METROPEKALONGAN.COM- Badan Geologi Kementerian Energi dan Sumber Daya Mineral (ESDM) menaikkan tingkat aktivitas Gunung Anak Krakatau di Selat Sunda antara Lampung dan Banten dari level II (waspada) menjadi level III (siaga). Keputusan itu diberlakukan mulai Kamis (2/7/26), menyusul terjadinya peningkatan aktivitas yang signifikan.
Pelaksana Tugas (Plt) Kepala Badan Geologi, Lana Saria, mengungkapkan keputusan peningkatan status Anak Gunung Krakatu, setelah pihaknya melakukan analisi secara komprehensif terhadap data visual, aktivitas kegempaan, deformasi gunung api, serta hasil pemantauan satelit.

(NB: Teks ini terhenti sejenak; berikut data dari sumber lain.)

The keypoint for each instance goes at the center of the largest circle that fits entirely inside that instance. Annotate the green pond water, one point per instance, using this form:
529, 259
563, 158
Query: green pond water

"Berdasarkan hasil analisis dan evaluasi secara menyeluruh, tingkat aktivitas Gunung Anak Krakatau dinaikkan dari Level II (Waspada) menjadi Level III (Siaga) terhitung mulai 2 Juli 2026 pukul 16.30 WIB," ungkap Lana dalam keterangan tertulisnya, Jumat siang (3/7/26).
Lana menambahkan, peningkatan aktivitas Gunung Anak Krakatau telah terdeteksi sejak awal Juni 2026.
Dia membeberkan indikasinya yakni meningkatnya emisi gas sulfur dioksida (SO2), munculnya anomali panas di kawah, serta lonjakan gempa vulkanik dangkal yang mengindikasikan adanya pergerakan magma menuju permukaan.
Aktivitas tersebut memuncak pada Kamis (2/7/2026) sekitar pukul 14.05 WIB saat Gunung Anak Krakatau mengalami erupsi dengan tinggi kolom abu mencapai sekitar 200 meter di atas puncak.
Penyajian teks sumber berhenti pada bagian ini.